Calculate the initial mass

Use the specific volume \(v_1\) to calculate the initial mass \(m_1\) of the steam using the formula \[ m_1 = \frac{V}{v_1} \] where V is the volume of the tank.

Calculate the final mass

Use the specific volume \(v_2\) to calculate the final mass \(m_2\) of the steam using the formula \[ m_2 = \frac{V}{v_2} \]

Determine mass change

The mass withdrawn from the tank \(m_w\) can be obtained by \[ m_w = m_1 - m_2 \]

Determine the heat transfer

Using the principle of conservation of energy, the heat transfer \(Q\) can be given by \[ Q = m_1 h_1 - m_2 h_2 \] Since the enthalpy change accounts for the energy removed, this expression can be rearranged to find \(Q\).

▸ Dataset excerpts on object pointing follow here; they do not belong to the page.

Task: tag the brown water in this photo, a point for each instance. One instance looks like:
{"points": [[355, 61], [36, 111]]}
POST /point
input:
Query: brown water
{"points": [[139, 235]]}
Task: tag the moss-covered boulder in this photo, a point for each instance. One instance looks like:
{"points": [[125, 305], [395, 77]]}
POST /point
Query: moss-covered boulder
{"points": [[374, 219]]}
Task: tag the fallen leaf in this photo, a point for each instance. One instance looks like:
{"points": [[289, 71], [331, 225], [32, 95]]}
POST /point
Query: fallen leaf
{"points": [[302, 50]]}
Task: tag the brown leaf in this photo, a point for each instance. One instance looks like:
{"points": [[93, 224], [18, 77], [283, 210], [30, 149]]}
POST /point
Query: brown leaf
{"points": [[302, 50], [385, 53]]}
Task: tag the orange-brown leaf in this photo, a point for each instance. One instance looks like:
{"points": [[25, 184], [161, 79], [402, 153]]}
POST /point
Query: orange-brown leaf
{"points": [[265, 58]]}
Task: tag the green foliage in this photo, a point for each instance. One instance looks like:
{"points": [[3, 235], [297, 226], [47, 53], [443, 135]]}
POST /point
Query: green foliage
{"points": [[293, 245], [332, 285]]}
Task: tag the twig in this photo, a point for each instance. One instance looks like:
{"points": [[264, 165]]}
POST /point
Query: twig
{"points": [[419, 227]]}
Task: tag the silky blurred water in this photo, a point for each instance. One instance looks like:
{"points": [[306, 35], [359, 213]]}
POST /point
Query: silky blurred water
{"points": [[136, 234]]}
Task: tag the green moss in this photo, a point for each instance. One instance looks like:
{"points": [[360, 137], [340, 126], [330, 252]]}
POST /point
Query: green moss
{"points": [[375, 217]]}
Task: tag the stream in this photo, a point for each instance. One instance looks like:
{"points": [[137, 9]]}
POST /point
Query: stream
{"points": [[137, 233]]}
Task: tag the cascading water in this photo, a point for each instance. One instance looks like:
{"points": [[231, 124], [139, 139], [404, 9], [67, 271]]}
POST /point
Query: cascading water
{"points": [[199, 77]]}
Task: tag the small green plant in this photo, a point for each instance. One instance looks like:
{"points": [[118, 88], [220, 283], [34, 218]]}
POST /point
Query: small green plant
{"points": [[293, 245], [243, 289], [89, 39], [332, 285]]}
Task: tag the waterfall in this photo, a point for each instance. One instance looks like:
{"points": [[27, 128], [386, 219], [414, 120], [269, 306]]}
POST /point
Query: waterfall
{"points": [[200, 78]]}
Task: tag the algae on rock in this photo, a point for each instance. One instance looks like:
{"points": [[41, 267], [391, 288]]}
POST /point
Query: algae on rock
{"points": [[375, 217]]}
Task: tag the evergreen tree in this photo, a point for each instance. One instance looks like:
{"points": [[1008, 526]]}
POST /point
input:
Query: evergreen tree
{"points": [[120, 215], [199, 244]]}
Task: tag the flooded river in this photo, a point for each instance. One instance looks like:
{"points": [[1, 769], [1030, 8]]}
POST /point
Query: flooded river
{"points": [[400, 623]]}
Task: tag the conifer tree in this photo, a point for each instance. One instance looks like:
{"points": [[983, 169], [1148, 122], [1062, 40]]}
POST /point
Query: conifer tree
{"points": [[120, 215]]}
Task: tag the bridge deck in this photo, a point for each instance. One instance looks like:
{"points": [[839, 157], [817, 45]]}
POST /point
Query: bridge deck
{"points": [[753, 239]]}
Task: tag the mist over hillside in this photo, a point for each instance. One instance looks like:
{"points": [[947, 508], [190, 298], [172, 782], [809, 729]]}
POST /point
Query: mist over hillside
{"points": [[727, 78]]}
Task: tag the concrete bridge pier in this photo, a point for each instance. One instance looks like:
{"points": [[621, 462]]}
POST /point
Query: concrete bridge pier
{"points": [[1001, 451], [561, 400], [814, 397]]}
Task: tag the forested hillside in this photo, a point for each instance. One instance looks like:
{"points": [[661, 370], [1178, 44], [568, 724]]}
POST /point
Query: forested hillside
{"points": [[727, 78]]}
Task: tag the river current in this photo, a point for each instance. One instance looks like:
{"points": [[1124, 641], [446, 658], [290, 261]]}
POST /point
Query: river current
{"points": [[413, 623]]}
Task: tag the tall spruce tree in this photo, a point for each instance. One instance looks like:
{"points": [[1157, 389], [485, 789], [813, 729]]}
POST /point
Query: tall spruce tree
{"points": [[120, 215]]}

Plot heat transfer versus pressure

To plot the heat transfer vs. pressure from 0.5 MPa to 6 MPa, repeat steps 2-6 for each pressure value. Collect the heat transfer results for each corresponding pressure to create the plot.

Key concepts

specific volume

Specific volume is a key property in thermodynamics that relates to steam as well. It is defined as the volume occupied by a unit mass of a substance. When looking at steam in a tank, the specific volume helps determine the amount of space that a given mass of steam takes up. To find it, use the formula \[ v = \frac{V}{m} \]where

• *v* is the specific volume in \( m^3/kg \)
• *V* is the total volume in \( m^3 \)
• *m* is the mass in \( kg \)

This property is crucial for understanding how much steam can be held in a tank and is often obtained from steam tables based on pressure and temperature.

enthalpy

Enthalpy is a measure of the total energy in a thermodynamic system and includes internal energy plus the energy required to displace its environment to make room for itself. It is a crucial concept when dealing with heat transfer involving steam. The enthalpy \( h \) of steam can be found using steam tables, which provide the values based on pressure and temperature.
For example, in the exercise, finding the initial and final enthalpies \( h_1 \) and \( h_2 \) involves looking these values up in the steam tables based on the given conditions. The formula to calculate the heat transfer in the tank is given by: \[ Q = m_1 h_1 - m_2 h_2 \]where

• *Q* is the heat transfer in \( kJ \)
• *\(m_1\)* and *\(m_2\)* are the initial and final masses respectively
• *h_1* and *h_2* are the enthalpies at the initial and final states respectively

This expression helps quantify the energy transferred to or from the system during the process.

heat transfer

Heat transfer is the movement of thermal energy from one object or substance to another. There are three methods of heat transfer: conduction, convection, and radiation, but in this context, we are dealing with how heat transfers to maintain the temperature of steam. As the steam is withdrawn, the pressure drops but the heat transfer ensures the temperature remains constant. The energy balance is represented as: \[ Q = m_1 h_1 - m_2 h_2 \]This equation essentially implies that the heat added to the system compensates for the energy lost by the outgoing steam. To find the exact heat transfer value \( Q \), we need the mass and enthalpy before and after the steam withdrawal.
The relationship between mass and specific volume helps determine the amount of heat needed to maintain the temperature constant as pressure changes.

steam tables

Steam tables are essential tools for engineers when dealing with steam and other properties of water at different temperatures and pressures. They contain valuable data such as temperature, pressure, specific volume, enthalpy, and entropy. These tables usually come in two forms: saturated steam tables and superheated steam tables.
In the exercise, you initially use the superheated steam tables because the problem states that the steam is at a specific temperature and pressure above the boiling point of water. The steam table entries help you find specific volume *\( v \)* and enthalpy *\( h \)* for both initial and final states. This information is then used to calculate the initial and final masses (*\( m_1 \)* and *\( m_2 \)*), which are essential for determining the heat transfer.

• To calculate \( m \): \[ m = \frac{V}{v} \]
• For energy balance: \[ Q = m_1 h_1 - m_2 h_2 \]

By following these steps, you can solve any problem involving the thermodynamic properties of steam efficiently.